The Duck of Minerva is hosting an interesting debate about explanations for the Iraq war based on two recently published articles in International Organization and International Security that the publishers have agreed to make freely available. You should go read the whole thing here and here.
Contrary to widely shared views according to which the war was caused by misperceptions and other irrational behaviors on the part of Saddam Hussein and the Bush Administration, we argue that the 2003 U.S.-led invasion of Iraq can be accounted for strictly within a rationalist framework.

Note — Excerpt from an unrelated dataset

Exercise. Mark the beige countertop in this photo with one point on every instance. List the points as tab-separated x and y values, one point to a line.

Their story goes something like this. Rogue states may have incentives to develop nuclear weapons but they also have incentives to hide this because the United States may launch a preventive war. The events of September 11 decreased the trust the U.S. government had in the intelligence community’s ability to detect an Iraqi weapons program. It also increased U.S. resolve to prevent a nuclear Iraq. Inspections failed to settle the matter and so the U.S. launched the war based on imperfect information. Saddam was unable to credibly communicate that he did not in fact have a nuclear weapons program.
This is a smart theory and their forthcoming article generalizes it although I am not sure why Debs and Monteiro argue that this theory does not also provide a rational justification for invading Iran. They claim that the cost of a preventive strike would be too high. But how could a strike on a few nuclear facilities (with much information) be too costly when invading and occupying a country for nearly a decade is not? Of course, one could argue that the occupation rested on incomplete information or miscalculation. Yet, occupying and democratizing Iraq was part of the plan from the outset. It is not clear how Debs and Monteiro’s theory explains the occupation part of the story.
[..] that one can pose a rational model that predicts preventive war does not make it the right model or necessarily do justice to the facts of the case.
There are two general issues raised by his response. The first is whether this is the right model for the case? The second is whether even if Debs and Monteiro get the strategic context right, they may have wrongly concluded that the decision-making process was rational. Instead, cognitive biases may have led leaders to selectively sample information, overestimate the efficacy of military occupation, and so on (and not just on the U.S. side).
Note that even if their model is the right one and the decision-making process was rational, the conclusion that the war was rational still depends on assumptions about a particular set of parameter values (perceived cost of Iraqi militarization, impatience, resolve) of the Administration. That is: using the same theory but a different Administration we might conclude that not invading Iraq was the rational thing to do. That is not a critique per se but a qualification of what rationality means in this context. As they say, go read the whole thing.